Scoring your Credit - How's your FICO?
Because our world is so computer-driven, it's probably not that surprising that your creditworthiness comes down to one number.
Credit reporting agencies use your history of paying loans to compile this score.
TransUnion, Equifax, and Experian, the three major credit agencies, each have their own proprietary formula for building your credit score. The original FICO was developed by Fair Isaac and Company.
While Experian still calls its score "FICO", TransUnion calls its score "Beacon" and Equifax uses "Empirica." While these methods vary, the differences aren't huge; they all use the following factors to calculate a credit score:
- Your Credit History - Have you had credit for many years, or for a short time?
- Payment History - Have you paid more than 30 days late, and how often?
- Your Credit Card Balances - How many accounts do you hold, and how much do you owe on them?
- Credit Inquiries - How many times have you had your credit checked for a loan?
These factors are assigned weights based on the formula being used. The result is one number. Credit scores can be as low as 300 and as high as 800. Higher is always better. Most home buyers in the current environment have a score above 620.
Your score greatly affects your interest rate
FICO scores affect more than your ability to get a loan. They also affect your interest rate. Higher scores indicate you are probably a better credit risk, and thus may qualify for a better mortgage rate.
Can I raise my FICO score?
Is it possible to improve your credit score? Despite what you hear from "credit repair" companies, the score is based on your lifetime credit history, so it's not possible to raise it significantly in the short term. You must appeal for the credit agency to remove any incorrect reporting on your credit report, which is the only "quick fix" for credit troubles.

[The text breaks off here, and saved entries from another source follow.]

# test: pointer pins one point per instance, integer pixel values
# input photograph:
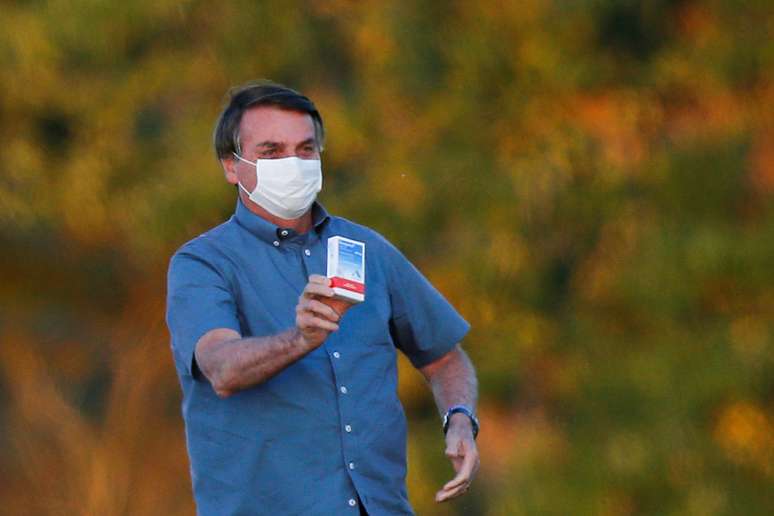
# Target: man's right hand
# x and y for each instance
(317, 313)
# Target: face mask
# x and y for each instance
(286, 187)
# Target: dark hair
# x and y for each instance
(260, 93)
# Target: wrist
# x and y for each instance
(460, 417)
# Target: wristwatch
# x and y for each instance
(465, 410)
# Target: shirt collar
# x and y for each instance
(269, 232)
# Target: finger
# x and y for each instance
(319, 308)
(310, 322)
(317, 289)
(448, 494)
(320, 280)
(464, 474)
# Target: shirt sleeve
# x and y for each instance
(423, 324)
(198, 300)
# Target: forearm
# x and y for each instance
(453, 381)
(236, 364)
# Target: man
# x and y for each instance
(289, 395)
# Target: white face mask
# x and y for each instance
(285, 187)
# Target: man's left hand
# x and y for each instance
(461, 450)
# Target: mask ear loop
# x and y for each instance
(240, 158)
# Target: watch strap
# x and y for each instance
(464, 410)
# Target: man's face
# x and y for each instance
(267, 132)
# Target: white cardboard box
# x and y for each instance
(346, 268)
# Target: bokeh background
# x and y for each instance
(589, 182)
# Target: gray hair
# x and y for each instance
(260, 93)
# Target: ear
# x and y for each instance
(229, 170)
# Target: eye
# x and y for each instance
(308, 150)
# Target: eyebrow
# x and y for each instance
(269, 143)
(307, 142)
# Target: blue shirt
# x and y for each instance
(328, 430)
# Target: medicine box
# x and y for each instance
(346, 268)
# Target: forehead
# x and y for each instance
(270, 123)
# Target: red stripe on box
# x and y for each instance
(354, 286)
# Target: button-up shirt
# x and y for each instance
(328, 432)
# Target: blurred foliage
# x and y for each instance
(589, 182)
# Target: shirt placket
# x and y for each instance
(313, 255)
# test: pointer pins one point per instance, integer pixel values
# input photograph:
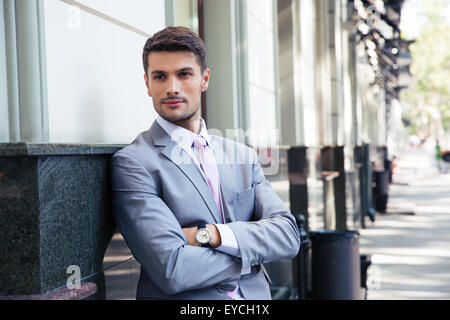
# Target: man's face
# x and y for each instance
(175, 82)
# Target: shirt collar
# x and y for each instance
(183, 137)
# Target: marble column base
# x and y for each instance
(55, 212)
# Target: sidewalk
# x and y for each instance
(410, 245)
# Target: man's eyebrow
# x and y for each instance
(186, 69)
(180, 70)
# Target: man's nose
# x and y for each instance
(173, 88)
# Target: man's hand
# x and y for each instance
(215, 241)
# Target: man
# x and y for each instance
(195, 209)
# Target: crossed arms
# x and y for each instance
(169, 253)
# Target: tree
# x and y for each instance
(430, 87)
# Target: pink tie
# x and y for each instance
(209, 167)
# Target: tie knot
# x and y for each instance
(199, 142)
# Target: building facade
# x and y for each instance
(319, 75)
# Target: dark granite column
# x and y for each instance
(55, 212)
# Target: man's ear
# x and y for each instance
(147, 84)
(205, 80)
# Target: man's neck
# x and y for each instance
(192, 125)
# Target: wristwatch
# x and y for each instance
(203, 235)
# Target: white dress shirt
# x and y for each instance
(185, 138)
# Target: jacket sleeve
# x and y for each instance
(273, 235)
(155, 237)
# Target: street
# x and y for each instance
(410, 244)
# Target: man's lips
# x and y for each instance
(173, 103)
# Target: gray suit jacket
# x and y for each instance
(158, 190)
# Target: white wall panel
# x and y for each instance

How do I find out my credit score?
To raise your FICO score, you must have the reports that are used to build it, and of course, you need the score itself. Fair Isaac has created a web site (www.myFICO.com) that lets you do just that. It's inexpensive to get your FICO from all three reporting agencies, along with your credit report. Also available are information and tools that can help you analyze what actions might have the greatest impact on your FICO score.
You can get a federally-mandated free credit report every year from all three credit reporting agencies by visiting AnnualCreditReport.com. While this report does not include a free credit score, the cost to "upgrade" your report to include a credit score is very reasonable.
Armed with this information, you'll be a more informed consumer and you'll be better positioned to get the most favorable mortgage.